# Johnson City, TN - LH black male



## ebrannan (Aug 14, 2006)

http://www.petfinder.com/petnote/displaypet.cgi?petid=12576946









* Washington County/Johnson City Animal Control Ctr
* Johnson City, TN
* 423-926-8769

More About BLACKIE
Female dogs are 75.00. Male dogs are 65.00. This pays for their spay or neuter. If they are already spayed or neutered, they are only 20.00! For more information please contact the shelter with the pet's name, ID number and a description. We are open daily (including weekends) from noon to 5 pm.


----------



## eadavis (Nov 11, 2007)

Wow-he is beautiful.


----------



## Hatterasser (Oct 25, 2007)

Not sure what he is but WOWZA!! He is one gorgeous dog.


----------



## windwych (Mar 20, 2007)

just met someone yesterday who asked if there were any coated dogs for adoption...she works with the local SPCA here on Cape Cod...hope she contacts me!!!
Dawn


----------



## ebrannan (Aug 14, 2006)

bump


----------



## daniella5574 (May 2, 2007)

Bump!


----------



## GSDTrain (Apr 21, 2008)

*Re: Johnson City, TN - Blackie LH male*

BUMP


----------



## czgsd (Jan 12, 2004)

*Re: Johnson City, TN - Blackie LH male*

Just heard about him. (Thanks, Amy!) Will try to check on him tomorrow, if my schedule allows.


----------



## Sean Rescue Mom (Jan 24, 2004)

*Re: Johnson City, TN - Blackie LH male*

Blackie is gorgeous - Bump!


----------



## bdanise1 (Jan 25, 2008)

*Re: Johnson City, TN - Blackie LH male*








Wowza is right.

What a looker. if my house was not over full!


----------



## czgsd (Jan 12, 2004)

*Re: Johnson City, TN - Blackie LH male*

He's a beauty, with good temperament, but right now is skinny, with thin coat, and slight kennel cough (day 2 or 3 of treatment). A shelter employee is taking special care of him, and was walking him when I arrived. I'll say more, and post pics, if the interested rescue doesn't take him.


----------



## czgsd (Jan 12, 2004)

*Re: Johnson City, TN - Blackie LH male*

BTW, he looks and acts very German to me, rather than Belgian, despite that long black coat. (He's listed as a Belgian Shepherd at the shelter.)


----------



## ebrannan (Aug 14, 2006)

*Re: Johnson City, TN - Blackie LH male*

tncurt, trying to send you a pm, you are over the limit.


----------



## czgsd (Jan 12, 2004)

*Re: Johnson City, TN - Blackie LH male*

Sorry 'bout that.

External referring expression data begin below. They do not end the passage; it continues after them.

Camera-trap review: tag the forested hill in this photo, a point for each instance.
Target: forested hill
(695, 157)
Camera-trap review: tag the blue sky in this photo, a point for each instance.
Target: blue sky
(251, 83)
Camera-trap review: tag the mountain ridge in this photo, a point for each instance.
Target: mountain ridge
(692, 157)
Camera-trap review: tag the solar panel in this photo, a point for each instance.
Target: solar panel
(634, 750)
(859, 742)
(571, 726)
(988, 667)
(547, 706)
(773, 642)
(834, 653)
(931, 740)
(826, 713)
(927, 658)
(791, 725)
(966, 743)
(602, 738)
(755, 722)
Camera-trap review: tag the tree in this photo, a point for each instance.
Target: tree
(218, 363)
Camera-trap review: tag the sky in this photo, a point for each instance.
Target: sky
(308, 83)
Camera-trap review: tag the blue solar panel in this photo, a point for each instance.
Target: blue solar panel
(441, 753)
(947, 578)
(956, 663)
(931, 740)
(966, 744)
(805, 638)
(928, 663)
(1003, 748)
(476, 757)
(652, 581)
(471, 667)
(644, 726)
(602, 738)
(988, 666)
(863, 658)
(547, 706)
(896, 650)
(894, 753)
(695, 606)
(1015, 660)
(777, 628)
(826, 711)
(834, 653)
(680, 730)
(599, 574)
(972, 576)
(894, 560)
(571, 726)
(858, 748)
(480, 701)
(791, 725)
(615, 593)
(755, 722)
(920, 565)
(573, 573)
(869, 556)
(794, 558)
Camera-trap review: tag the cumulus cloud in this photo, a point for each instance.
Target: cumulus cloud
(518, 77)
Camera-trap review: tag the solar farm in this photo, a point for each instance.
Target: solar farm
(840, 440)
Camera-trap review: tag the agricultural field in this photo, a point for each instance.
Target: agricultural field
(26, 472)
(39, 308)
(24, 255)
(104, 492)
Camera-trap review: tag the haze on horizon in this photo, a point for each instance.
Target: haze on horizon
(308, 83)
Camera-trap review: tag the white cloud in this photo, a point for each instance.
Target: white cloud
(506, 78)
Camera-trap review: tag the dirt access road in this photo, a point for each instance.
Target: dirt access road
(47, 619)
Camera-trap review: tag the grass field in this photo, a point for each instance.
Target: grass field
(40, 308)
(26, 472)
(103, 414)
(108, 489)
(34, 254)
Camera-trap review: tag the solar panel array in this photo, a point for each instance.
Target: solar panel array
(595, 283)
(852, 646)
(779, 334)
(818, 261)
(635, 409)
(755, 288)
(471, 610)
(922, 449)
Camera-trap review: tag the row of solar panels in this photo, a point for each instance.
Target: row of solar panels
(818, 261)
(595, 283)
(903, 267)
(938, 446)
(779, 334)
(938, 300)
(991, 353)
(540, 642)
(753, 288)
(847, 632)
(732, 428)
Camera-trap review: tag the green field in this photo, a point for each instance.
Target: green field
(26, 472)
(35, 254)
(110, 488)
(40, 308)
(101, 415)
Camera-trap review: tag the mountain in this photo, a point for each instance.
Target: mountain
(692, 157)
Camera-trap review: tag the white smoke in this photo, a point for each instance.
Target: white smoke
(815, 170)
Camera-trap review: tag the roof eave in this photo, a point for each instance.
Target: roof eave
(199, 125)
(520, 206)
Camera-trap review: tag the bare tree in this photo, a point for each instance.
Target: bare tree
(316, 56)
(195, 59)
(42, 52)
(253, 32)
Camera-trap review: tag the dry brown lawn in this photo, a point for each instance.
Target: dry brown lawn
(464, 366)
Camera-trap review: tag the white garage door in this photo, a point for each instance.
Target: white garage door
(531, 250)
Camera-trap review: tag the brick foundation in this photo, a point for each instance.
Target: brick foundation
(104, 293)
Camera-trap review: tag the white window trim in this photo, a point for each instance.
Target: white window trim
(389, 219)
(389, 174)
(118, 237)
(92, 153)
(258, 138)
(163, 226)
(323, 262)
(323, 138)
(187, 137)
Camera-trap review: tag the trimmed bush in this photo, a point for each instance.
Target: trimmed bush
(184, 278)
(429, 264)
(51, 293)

I fixed it, so should be able to receive PMs now. Thanks!


----------



## CindyM (Mar 20, 2007)

*Re: Johnson City, TN - Blackie LH male*

bump


----------



## czgsd (Jan 12, 2004)

*Re: Johnson City, TN - Blackie LH male*

This nice boy is safe. Thanks VGSR! (and others who helped or offered to)


----------